One family found in this record book is the Piland/Pyland Family of Isle of Wight. The Pyland Family’s immigrant ancestor, James Pyland, was baptized at St. Mary Le Port in Bristol, Gloucester, England on 30 August 1604,[2] and arrived in Isle of Wight County, Virginia around 20 June 1642 with his wife, Alexandria – their passage paid by Francis England.[3] James Pyland must have assimilated into the Isle of Wight community quickly, for by 1652, he was elected a House of Burgess Representative for Isle of Wight where he served in 1652.[4] His tenure as a Burgess was not without conflict, however, for he was ejected from his position for his “blasphemous catechism.” He eventually returned as a Burgess in 1659.

His son, Richard Pyland, born approximately 1630, also had rebellious leanings. In 1676, he participated in Bacon’s Rebellion, the infamous organized rebellion lead by Nathaniel Bacon that resulted in the burning of Jamestown. Richard requested and was granted a pardon for his act of rebellion on 15 October 1677.[5]

James Pyland (III), the son of Richard Pyland and Eleanor Moore, and the grandson of James Pyland the Immigrant, held the prestigious position as clerk of the Newport Parish Vestry from at least 3 January 1723/4 until his death in 1728.[6] The Vestry Book provides clues into James Pyland’s life at this time, indicating that he contributed two bottles of wine to the church on 7 June 1722.[7] The Processioners’ Returns, recorded in the Parish Vestry Book on 4 January 1723, indicate that James Pyland lived near the following families: Kea/Kee, Carrell, Williams, Hardin, Brantly, and Chapman.[8]

In James Pyland’s (III) will, written on 20 March 1727/8 and probated on 22 April 1728, he listed his six children and wife by name, leaving behind sundry furniture, a slave named Sam, and a box of doctor instruments, which he left to his son, James Pyland (IV).[9]

His son James Pyland’s (IV) birth was also recorded in the vestry book: “James Pyland [was] son of James Pyland and Eliz. his wife was born 26 July 17?? [illegible].”[10]

The legacy of the ancestory of James Pyland the Immigrant lives on today with an active Pyland Facebook Group with 900 members, all of Pyland descent.[11] Historic St.
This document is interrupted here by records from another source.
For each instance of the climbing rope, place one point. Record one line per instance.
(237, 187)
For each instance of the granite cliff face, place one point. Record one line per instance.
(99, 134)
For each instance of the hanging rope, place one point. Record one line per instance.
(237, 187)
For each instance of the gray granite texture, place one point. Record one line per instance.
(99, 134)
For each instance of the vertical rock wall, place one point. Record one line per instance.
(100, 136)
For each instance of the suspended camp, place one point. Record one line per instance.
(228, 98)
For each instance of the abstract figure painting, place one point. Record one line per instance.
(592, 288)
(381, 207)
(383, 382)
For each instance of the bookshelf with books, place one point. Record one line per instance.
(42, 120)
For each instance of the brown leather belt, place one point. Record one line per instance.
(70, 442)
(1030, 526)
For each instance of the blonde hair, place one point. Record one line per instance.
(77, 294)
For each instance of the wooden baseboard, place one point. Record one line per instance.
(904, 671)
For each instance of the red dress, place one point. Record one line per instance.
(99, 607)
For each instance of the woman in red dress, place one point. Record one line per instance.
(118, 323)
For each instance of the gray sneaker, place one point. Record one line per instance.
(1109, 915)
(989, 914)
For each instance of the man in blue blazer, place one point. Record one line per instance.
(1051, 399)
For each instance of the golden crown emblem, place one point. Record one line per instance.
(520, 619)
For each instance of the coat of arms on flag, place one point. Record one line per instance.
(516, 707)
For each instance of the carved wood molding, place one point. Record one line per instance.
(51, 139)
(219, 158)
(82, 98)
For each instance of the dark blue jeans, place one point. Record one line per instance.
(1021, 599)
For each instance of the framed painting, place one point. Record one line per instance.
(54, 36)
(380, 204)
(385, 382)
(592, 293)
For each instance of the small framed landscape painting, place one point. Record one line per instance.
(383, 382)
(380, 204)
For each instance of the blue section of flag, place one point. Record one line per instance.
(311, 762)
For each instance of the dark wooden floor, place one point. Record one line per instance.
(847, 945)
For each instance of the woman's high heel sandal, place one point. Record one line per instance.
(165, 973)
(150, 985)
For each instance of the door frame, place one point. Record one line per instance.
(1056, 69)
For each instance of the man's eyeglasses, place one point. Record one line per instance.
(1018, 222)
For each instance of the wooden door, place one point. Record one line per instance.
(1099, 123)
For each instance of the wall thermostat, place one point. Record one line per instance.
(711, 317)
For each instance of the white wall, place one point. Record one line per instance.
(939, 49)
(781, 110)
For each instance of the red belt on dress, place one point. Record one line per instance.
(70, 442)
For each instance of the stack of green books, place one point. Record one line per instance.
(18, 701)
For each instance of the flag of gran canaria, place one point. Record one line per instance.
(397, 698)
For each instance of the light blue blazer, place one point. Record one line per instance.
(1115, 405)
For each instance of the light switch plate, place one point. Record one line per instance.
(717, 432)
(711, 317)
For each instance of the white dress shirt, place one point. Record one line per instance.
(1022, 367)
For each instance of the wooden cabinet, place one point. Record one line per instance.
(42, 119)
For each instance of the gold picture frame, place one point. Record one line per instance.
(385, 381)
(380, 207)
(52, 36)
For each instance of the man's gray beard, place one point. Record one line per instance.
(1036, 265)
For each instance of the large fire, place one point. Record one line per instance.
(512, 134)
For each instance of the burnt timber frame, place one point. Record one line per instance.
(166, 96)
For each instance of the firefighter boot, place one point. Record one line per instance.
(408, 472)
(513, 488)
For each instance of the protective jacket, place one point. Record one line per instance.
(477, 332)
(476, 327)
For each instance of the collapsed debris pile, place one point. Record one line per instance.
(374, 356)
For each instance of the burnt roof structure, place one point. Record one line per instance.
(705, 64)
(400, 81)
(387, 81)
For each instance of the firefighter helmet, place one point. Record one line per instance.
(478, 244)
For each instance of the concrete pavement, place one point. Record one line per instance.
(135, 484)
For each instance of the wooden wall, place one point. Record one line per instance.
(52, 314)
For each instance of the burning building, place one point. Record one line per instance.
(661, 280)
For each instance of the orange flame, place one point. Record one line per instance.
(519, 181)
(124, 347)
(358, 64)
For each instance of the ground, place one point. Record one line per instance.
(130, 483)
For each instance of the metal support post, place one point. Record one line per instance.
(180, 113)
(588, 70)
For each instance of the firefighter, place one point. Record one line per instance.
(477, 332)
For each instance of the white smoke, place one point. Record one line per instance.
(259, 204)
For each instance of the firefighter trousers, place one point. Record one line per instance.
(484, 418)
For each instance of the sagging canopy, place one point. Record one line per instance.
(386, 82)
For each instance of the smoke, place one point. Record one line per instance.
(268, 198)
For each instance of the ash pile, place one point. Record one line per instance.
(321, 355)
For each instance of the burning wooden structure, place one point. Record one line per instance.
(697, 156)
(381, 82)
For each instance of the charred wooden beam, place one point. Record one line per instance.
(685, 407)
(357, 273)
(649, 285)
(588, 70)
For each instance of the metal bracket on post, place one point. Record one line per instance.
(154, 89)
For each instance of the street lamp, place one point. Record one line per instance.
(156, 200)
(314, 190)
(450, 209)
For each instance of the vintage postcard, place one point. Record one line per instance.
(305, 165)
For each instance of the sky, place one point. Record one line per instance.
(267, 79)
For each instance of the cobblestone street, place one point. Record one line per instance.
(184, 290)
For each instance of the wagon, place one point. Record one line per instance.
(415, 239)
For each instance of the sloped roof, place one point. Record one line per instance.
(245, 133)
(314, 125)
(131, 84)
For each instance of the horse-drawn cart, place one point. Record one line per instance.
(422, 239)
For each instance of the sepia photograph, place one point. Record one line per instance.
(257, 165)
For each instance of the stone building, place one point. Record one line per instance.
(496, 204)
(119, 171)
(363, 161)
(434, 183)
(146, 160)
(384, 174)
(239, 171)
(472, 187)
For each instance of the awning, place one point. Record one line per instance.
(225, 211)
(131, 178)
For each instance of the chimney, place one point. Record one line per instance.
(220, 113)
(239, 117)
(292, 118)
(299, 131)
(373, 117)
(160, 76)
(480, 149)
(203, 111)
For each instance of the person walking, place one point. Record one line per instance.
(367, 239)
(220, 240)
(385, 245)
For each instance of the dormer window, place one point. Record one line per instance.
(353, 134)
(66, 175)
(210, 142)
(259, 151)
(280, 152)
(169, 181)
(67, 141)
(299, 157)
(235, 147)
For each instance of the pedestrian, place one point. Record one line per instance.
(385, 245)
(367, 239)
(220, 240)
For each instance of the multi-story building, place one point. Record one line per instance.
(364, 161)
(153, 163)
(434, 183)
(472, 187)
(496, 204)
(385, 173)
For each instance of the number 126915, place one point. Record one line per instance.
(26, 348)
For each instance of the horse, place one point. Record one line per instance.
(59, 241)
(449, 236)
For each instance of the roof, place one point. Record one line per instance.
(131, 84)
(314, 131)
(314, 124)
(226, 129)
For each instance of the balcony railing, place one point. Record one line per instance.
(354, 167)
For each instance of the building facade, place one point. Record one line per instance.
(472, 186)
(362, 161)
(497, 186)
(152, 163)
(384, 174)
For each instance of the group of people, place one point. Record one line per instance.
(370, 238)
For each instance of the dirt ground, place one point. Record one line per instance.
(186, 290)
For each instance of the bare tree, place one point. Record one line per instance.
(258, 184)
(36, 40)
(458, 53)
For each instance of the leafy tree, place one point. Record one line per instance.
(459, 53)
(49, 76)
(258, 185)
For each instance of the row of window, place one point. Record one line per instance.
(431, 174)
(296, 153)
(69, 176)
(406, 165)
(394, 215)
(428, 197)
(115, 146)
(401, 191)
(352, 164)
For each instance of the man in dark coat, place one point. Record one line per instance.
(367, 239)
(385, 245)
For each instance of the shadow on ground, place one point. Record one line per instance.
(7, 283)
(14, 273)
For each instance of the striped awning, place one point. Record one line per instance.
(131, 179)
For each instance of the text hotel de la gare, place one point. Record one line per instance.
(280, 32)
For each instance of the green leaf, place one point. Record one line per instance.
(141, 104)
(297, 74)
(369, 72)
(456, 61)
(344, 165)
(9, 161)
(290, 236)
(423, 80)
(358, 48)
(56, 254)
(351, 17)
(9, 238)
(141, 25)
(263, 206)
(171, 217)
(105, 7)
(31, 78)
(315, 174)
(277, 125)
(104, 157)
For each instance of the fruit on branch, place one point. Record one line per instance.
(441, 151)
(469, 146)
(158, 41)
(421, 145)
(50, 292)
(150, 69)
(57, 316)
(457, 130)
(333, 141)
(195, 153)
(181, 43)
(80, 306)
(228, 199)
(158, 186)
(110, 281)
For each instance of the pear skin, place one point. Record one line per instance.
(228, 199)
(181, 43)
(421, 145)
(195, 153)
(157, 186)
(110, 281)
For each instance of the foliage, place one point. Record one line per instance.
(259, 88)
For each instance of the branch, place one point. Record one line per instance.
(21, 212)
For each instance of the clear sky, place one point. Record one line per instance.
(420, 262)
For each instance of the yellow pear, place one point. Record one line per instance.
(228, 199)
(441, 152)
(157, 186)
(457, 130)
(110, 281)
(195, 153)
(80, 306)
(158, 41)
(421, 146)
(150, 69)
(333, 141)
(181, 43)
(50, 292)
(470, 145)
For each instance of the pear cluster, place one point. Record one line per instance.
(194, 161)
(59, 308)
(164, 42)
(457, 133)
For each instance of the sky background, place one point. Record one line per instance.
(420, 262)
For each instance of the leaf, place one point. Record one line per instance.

Luke’s played an important role in the early families of Isle of Wight County, Virginia as is apparent by how many people claim roots at the historic church.

Author Bio:

Written by Kelly McMahon Willette, CG®. Kelly is the 9th great granddaughter of James Pyland, the House of Burgesses Representative for Isle of Wight County, Virginia, and her family has roots in Isle of Wight and Surry County, Virginia. She works remotely for Ancestry.com as their Colonial Virginia Genealogist, and she lives in Norfolk, Virginia, with her two children, two dogs, and two cats. She is a member of the Jamestowne Society, using James Pyland as her Qualifying Ancestor, and Daughters of the American Revolution.

References

[1] Newport Parish (Isle of Wight County, Virginia), Newport Vestry Book, 1724-1772; digital image, “Virginia, Isle of Wight County Records, 1634-1951,” FamilySearch (http://www.familysearch.org), accessed December 2018.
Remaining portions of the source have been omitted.